With the characterization of the classifiers, it was possible to create a series of inference rules and fuzzy sets, from which mathematical weights were defined for the classifiers according to their classification nature. Through this process, it was possible to know which classifier was the most appropriate to analyze the tweet.
The numerical values of the limits of the mathematical functions in the fuzzy sets were assigned using the Hill-Climbing optimization algorithm, which improved the polarity result delivered by SentiFuzzy.
This first version of the SentiFuzzy algorithm evaluates the tweet based on only five attributes: tweet size, number of emoticons, presence of hashtag, elongations, and contractions. However, context situations, idioms, and sarcasm were not considered.
Preprocessing the tweet to normalize the message due to misspellings, use of elongations, jargon, hashtags, context, sarcasm, abbreviations, acronyms, and contractions could have directly influenced the polarity delivered by a specific sentiment classifier. The proposed algorithm did not perform data preprocessing since it analyzed the tweet as raw data, obtaining satisfactory and competitive results against the other classifiers and where an improvement in polarity accuracy was observed, both in the Accuracy and F-Score measures.

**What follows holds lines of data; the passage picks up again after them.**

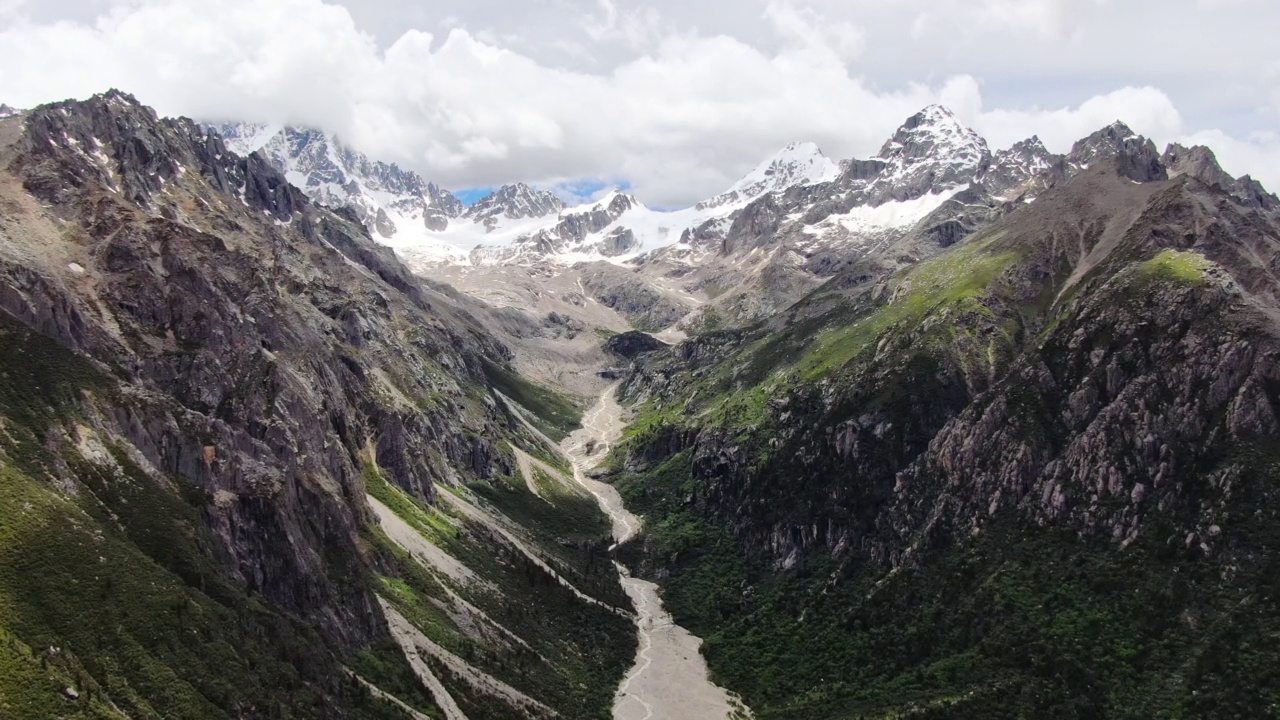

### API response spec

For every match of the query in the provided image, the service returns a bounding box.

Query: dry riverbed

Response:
[562,387,750,720]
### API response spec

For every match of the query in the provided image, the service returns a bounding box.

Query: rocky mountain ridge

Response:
[0,91,635,720]
[613,131,1280,717]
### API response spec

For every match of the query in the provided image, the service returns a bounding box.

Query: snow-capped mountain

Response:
[202,105,1208,280]
[698,142,840,210]
[212,123,465,242]
[463,182,564,227]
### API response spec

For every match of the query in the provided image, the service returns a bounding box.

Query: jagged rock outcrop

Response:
[0,91,631,717]
[612,148,1280,717]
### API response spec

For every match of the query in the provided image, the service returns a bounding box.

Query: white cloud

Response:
[764,0,865,59]
[0,0,1280,205]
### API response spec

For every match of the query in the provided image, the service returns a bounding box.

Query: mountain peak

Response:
[877,105,989,161]
[698,142,840,209]
[466,182,564,225]
[1066,120,1169,182]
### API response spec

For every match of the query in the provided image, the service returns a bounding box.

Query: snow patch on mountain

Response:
[698,142,840,210]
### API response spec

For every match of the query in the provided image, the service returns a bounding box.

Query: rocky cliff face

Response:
[0,91,628,717]
[606,142,1280,716]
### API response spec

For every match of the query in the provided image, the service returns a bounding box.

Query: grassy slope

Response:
[366,456,635,720]
[614,234,1280,720]
[0,316,422,720]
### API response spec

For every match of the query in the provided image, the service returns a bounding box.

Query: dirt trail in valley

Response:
[561,386,750,720]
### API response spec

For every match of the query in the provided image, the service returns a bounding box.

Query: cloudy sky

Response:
[0,0,1280,206]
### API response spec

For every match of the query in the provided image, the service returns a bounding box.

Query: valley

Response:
[0,91,1280,720]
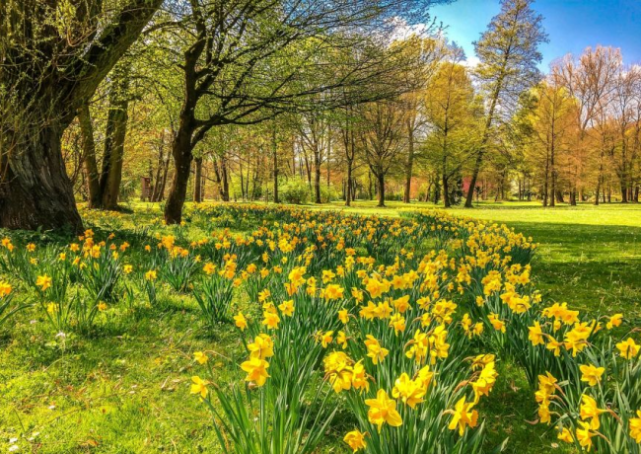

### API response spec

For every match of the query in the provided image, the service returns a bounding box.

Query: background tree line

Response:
[0,0,641,232]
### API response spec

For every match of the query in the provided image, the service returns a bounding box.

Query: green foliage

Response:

The solution approach proposed by SentiFuzzy enables thinking about different improvement options: 1) include more base classifiers; 2) define more or better attributes to characterize the classifiers; 3) automatically generate rules based on decision trees or Ripper-like coverage algorithms using data from running the algorithms with different datasets of tweets; and 4) evaluate other metaheuristics to optimize classifier weights.